OP here. I spent the last few days reproducing the mHC architecture from the recent DeepSeek paper (2512.24880).
Two key takeaways from the reproduction:
Unconstrained Hyper-Connections really do explode (7x amplification even at 10M scale).
I hit a nasty "stream persistence" bug where my tensors were the right shape, but the architecture was functionally broken.
This is Part 1 (10M scale). Part 2 (scaling to 1B on A100s) is coming later this week. Happy to answer questions about the implementation.
What's the advantage of having multiple channels with separate residual connections? Why not just concatenate those channels, and do residual connections on the concatenated channel?
Why can't you just leave H_res as the identity matrix (or just not use it at all)?
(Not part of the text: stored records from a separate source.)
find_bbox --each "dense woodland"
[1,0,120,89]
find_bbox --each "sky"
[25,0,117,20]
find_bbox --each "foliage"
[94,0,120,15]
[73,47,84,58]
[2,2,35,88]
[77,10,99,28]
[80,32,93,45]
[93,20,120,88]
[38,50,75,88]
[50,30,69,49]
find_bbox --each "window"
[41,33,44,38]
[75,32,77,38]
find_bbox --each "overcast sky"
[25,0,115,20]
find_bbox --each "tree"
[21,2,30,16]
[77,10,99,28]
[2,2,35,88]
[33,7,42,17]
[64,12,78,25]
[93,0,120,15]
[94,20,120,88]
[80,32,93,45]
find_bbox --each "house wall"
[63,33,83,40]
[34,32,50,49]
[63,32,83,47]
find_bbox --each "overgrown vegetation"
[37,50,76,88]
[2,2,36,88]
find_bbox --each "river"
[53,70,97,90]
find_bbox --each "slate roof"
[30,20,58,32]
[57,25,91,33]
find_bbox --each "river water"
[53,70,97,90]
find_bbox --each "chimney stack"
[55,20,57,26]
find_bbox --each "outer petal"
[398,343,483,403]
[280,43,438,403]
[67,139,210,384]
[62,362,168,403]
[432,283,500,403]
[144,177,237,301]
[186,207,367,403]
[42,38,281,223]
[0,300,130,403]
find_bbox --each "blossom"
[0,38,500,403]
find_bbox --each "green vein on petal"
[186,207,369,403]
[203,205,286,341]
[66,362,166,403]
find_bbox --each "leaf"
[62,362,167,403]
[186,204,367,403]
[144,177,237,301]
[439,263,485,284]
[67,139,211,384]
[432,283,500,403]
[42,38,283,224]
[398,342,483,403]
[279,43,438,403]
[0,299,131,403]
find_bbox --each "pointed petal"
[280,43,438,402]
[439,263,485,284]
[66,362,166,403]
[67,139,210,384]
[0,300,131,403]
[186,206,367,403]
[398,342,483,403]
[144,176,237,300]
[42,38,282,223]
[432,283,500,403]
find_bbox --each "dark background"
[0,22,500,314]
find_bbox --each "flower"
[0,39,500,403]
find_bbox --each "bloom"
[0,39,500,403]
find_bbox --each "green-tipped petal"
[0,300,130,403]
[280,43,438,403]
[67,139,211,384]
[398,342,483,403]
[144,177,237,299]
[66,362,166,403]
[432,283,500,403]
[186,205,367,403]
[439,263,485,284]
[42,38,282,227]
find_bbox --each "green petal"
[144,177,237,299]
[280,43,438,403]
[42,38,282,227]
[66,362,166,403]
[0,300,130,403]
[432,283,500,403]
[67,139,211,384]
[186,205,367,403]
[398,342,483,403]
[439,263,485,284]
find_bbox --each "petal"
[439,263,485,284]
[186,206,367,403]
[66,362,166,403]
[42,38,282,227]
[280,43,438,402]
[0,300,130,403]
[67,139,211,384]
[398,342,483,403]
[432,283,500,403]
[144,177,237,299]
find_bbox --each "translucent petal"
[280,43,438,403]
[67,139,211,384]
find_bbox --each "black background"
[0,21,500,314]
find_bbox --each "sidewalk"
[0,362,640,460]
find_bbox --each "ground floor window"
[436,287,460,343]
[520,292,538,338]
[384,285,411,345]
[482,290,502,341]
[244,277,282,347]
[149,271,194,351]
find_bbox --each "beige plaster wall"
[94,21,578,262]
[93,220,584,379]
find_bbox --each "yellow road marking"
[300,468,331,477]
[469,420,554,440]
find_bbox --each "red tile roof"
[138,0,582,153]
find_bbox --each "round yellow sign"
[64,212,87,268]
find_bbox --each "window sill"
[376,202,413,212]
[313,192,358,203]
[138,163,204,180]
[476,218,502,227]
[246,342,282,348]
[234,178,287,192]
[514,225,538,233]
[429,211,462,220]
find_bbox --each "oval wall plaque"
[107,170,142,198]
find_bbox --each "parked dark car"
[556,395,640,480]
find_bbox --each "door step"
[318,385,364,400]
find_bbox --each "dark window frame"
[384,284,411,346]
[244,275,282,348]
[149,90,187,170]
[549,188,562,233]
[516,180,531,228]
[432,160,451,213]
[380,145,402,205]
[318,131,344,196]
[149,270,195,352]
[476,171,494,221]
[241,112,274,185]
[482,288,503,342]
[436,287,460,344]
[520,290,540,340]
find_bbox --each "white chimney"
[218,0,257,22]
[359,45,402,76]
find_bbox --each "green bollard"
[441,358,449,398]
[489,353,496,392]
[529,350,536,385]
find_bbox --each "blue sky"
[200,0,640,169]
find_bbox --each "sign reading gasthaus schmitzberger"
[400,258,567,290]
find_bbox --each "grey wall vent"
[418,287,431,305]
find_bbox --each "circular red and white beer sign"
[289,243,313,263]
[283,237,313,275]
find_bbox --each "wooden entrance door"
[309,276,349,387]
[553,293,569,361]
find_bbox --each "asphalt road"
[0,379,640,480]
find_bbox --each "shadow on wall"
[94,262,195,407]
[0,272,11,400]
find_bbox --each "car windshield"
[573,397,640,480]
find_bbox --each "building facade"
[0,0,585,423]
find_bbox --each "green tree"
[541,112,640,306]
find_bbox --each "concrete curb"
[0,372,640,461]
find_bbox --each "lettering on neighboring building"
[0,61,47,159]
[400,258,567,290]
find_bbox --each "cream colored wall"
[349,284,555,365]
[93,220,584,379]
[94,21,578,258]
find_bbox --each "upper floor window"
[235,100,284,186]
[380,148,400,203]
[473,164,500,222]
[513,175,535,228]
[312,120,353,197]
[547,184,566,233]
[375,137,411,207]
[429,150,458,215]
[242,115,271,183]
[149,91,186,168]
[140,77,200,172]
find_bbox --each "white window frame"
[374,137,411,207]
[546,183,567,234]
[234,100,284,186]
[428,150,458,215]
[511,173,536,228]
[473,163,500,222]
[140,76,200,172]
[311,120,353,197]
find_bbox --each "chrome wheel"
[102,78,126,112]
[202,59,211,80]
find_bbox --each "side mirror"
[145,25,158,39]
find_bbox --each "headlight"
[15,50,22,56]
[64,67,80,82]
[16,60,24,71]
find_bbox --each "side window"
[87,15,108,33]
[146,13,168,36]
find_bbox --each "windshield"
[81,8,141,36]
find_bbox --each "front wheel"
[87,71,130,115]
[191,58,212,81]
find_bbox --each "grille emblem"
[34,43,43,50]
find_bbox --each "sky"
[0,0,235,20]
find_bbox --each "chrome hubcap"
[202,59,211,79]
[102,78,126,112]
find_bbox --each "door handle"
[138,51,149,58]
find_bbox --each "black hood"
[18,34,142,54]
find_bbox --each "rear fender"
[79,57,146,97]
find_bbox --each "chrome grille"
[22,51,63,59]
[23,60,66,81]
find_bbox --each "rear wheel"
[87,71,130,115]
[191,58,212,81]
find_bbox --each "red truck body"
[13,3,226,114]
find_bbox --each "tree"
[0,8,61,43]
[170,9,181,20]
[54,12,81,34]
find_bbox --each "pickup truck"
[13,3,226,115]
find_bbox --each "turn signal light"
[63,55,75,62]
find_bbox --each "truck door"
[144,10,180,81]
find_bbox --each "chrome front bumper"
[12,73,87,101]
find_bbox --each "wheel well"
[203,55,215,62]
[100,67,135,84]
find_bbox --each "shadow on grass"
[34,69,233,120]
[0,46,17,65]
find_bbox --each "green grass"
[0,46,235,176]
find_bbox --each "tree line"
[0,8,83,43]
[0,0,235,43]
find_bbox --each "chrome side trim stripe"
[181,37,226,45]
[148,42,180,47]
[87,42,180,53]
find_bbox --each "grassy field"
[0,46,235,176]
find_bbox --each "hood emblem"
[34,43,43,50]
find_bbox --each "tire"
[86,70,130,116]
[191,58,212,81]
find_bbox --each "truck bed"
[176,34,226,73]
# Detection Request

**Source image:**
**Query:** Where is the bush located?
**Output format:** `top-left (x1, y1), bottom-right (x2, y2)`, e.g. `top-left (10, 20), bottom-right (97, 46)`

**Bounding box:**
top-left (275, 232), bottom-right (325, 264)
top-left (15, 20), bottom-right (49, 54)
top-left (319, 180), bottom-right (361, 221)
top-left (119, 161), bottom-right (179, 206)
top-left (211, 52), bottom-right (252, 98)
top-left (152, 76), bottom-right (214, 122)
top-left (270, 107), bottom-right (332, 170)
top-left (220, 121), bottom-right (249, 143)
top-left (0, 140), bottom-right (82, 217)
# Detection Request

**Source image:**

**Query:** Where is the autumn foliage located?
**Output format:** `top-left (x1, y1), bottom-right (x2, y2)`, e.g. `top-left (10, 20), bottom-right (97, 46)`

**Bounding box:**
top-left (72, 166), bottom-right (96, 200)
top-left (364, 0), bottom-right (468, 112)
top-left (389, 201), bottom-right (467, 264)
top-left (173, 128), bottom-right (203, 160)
In that case, the model is basically a ResNet again and you don't need to worry about exploding/vanishing gradients from H_res.
I would think that H_post and H_pre could cover the lost expressiveness.
great write up. it's been a while since I had the pleasure to read a straightforward blog post about ML tricks that feel genuinely applicable to many use cases.
Between the clear writing and the diagrams, this was a great write up. I had actually skipped reading up on mHC as it sounded like it was going to take some time to grok, but this made it immediately approachable. I hope you do more write ups like this in the future.
I implemented this for a toy 8M ViT-style model. Got neutral results. This is just an anecdote and is not representative - I think mHC will help with larger parameter sizes and larger token counts.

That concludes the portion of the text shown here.